Sul tema della preghiera stasera vi offro un riflessione molto semplice e bella di s. Teresa di Lisieux, introdotta da Riccardo Maccioni. Ecco anzitutto questa premessa.
«Tante volte ci mancano le parole. Vorremmo dire cose che per noi sono molto importanti ma ci blocchiamo, per timidezza, per paura di una reazione negativa, per malcelato orgoglio. Succede nella vita di tutti i giorni, capita anche nella realtà dello spirito. Non a caso i mistici insegnano che la più alta forma di preghiera consiste nello stare semplicemente con Dio, cuore a cuore con Lui. Ma si tratta di vette spirituali elevatissime. Stando più in basso, può capitare di sentire tutta l’inadeguatezza del nostro rivolgersi al Signore. Una consapevolezza che però non deve bloccarci. In questa sua delicata riflessione, santa Teresa di Lisieux (1873-1897) ci ricorda che nella preghiera non contano tanto le belle frasi ma il nostro atteggiamento, il cuore con cui siamo presenti. “Io dico semplicemente al buon Dio quello che gli voglio dire”, spiega santa Teresina» (RICCARDO MACCIONI, Lunedì dello spirito. La preghiera non ha bisogno di grandi parole, in Avvenire, 26-8-2024).
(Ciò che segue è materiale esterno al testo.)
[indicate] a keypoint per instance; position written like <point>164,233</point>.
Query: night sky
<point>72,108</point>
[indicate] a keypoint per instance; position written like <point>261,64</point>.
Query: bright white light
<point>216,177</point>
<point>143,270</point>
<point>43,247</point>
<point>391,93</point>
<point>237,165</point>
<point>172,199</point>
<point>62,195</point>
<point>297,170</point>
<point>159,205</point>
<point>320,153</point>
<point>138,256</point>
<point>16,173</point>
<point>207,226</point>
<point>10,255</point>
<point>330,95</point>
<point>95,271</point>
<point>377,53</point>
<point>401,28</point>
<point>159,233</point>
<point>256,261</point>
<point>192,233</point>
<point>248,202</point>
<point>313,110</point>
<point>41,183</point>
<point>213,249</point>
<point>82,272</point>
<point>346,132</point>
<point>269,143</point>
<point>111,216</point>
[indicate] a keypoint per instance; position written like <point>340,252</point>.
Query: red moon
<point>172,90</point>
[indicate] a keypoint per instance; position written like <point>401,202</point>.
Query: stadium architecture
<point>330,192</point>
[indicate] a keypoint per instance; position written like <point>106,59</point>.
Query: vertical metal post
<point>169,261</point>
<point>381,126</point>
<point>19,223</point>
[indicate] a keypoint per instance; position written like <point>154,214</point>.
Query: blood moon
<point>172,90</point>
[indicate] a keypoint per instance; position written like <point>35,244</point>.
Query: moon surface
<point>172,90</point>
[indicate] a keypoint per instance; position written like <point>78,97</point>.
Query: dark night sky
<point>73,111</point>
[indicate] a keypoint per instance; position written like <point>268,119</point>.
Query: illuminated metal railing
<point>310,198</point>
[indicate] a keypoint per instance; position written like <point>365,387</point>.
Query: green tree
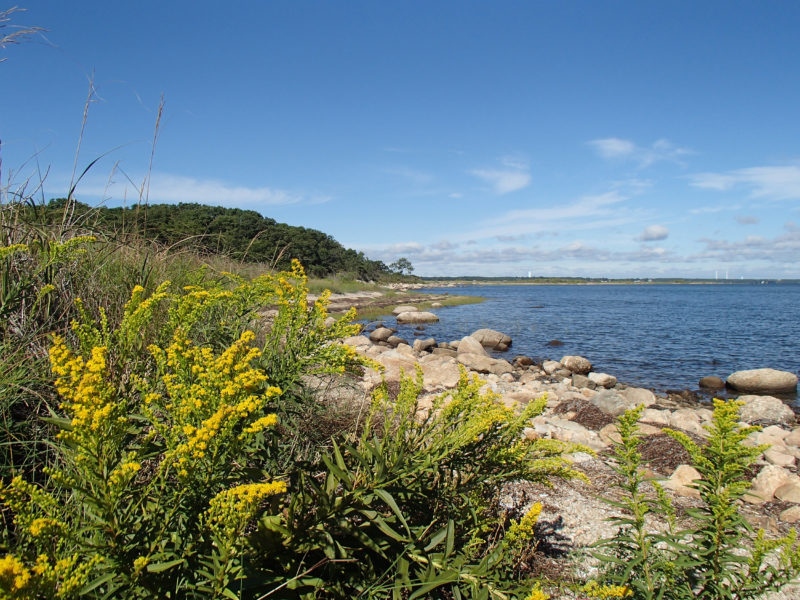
<point>402,265</point>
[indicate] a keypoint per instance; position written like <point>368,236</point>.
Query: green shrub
<point>718,557</point>
<point>182,471</point>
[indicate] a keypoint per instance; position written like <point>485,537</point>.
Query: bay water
<point>659,336</point>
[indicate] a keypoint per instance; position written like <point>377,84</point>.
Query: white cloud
<point>654,233</point>
<point>775,183</point>
<point>613,147</point>
<point>504,181</point>
<point>619,149</point>
<point>177,188</point>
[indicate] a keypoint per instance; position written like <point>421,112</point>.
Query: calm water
<point>656,336</point>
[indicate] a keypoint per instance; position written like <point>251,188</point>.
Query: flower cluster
<point>522,532</point>
<point>88,397</point>
<point>231,510</point>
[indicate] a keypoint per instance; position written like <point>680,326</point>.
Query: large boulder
<point>416,316</point>
<point>610,402</point>
<point>469,345</point>
<point>712,382</point>
<point>765,409</point>
<point>763,381</point>
<point>405,308</point>
<point>577,364</point>
<point>381,334</point>
<point>485,364</point>
<point>492,339</point>
<point>603,379</point>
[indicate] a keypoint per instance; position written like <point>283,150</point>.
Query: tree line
<point>240,234</point>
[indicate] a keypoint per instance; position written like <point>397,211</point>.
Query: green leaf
<point>387,497</point>
<point>164,566</point>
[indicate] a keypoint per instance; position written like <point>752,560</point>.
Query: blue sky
<point>491,138</point>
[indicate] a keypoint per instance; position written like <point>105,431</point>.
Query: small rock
<point>445,352</point>
<point>405,308</point>
<point>491,338</point>
<point>522,361</point>
<point>765,409</point>
<point>416,317</point>
<point>712,383</point>
<point>395,340</point>
<point>381,334</point>
<point>680,480</point>
<point>551,366</point>
<point>637,396</point>
<point>776,457</point>
<point>603,379</point>
<point>793,439</point>
<point>769,479</point>
<point>424,345</point>
<point>764,381</point>
<point>577,364</point>
<point>789,492</point>
<point>790,515</point>
<point>469,345</point>
<point>484,364</point>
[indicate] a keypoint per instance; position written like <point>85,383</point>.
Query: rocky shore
<point>582,406</point>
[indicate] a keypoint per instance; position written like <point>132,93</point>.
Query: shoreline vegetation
<point>190,425</point>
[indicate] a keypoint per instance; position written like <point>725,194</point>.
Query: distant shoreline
<point>472,282</point>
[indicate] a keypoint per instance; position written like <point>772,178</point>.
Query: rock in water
<point>416,317</point>
<point>765,409</point>
<point>577,364</point>
<point>712,383</point>
<point>405,308</point>
<point>381,334</point>
<point>491,338</point>
<point>763,381</point>
<point>469,345</point>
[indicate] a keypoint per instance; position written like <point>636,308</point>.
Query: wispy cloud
<point>654,233</point>
<point>782,248</point>
<point>169,188</point>
<point>512,177</point>
<point>412,175</point>
<point>775,183</point>
<point>613,148</point>
<point>503,182</point>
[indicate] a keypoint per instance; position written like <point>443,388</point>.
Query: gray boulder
<point>492,339</point>
<point>712,383</point>
<point>469,345</point>
<point>417,316</point>
<point>484,364</point>
<point>577,364</point>
<point>424,345</point>
<point>611,402</point>
<point>395,340</point>
<point>763,381</point>
<point>404,308</point>
<point>603,379</point>
<point>381,334</point>
<point>765,409</point>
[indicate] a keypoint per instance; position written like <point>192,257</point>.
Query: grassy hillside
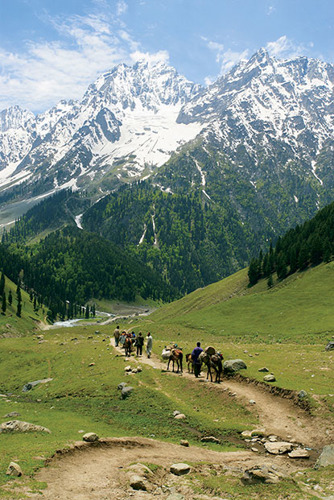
<point>297,309</point>
<point>10,324</point>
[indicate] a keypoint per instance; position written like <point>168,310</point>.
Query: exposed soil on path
<point>99,470</point>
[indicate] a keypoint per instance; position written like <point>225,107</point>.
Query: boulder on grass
<point>180,469</point>
<point>327,457</point>
<point>90,437</point>
<point>261,474</point>
<point>278,447</point>
<point>20,426</point>
<point>14,470</point>
<point>234,365</point>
Ecco ora le considerazioni di s. Teresa.
«Quanto è grande la potenza della preghiera! La si direbbe una regina che ha in ogni istante libero accesso presso il re e può ottenere tutto ciò che ella chiede. Non è affatto necessario per essere esauditi leggere in un libro una bella formula composta per la circostanza: se fosse così… ahimè! Quanto sarei da compiangere! Al di fuori dell’Ufficio Divino, che sono ben indegna di recitare, non ho il coraggio di costringermi a cercare nei libri belle preghiere, questo mi fa venire male alla testa, ve ne sono tante!… E poi sono tutte una più bella dell’altra…. Non saprei recitarle tutte e non sapendo quale scegliere, faccio come i bambini che non sanno leggere, dico semplicemente al buon Dio quello che gli voglio dire, senza costruire belle frasi e sempre Egli mi capisce… Per me la preghiera è uno slancio del cuore, è un semplice sguardo gettato verso il cielo, è un grido di riconoscenza e d’amore sia nella prova che nella gioia; insomma è qualcosa di grande, di soprannaturale, che mi dilata l’anima e mi unisce a Gesù».
In questi giorni di Esercizi mi sono stati segnalati due passi di san Paolo (1 Ts 5,16-18 e Fil 1,3-4), in cui l’Apostolo ci consegna tre imperativi ben precisi. Spero tanto che meditiate questi due piccoli brani e vediate bene quali sono questi tre imperativi. Potremmo impostare su di essi tutta la nostra esistenza.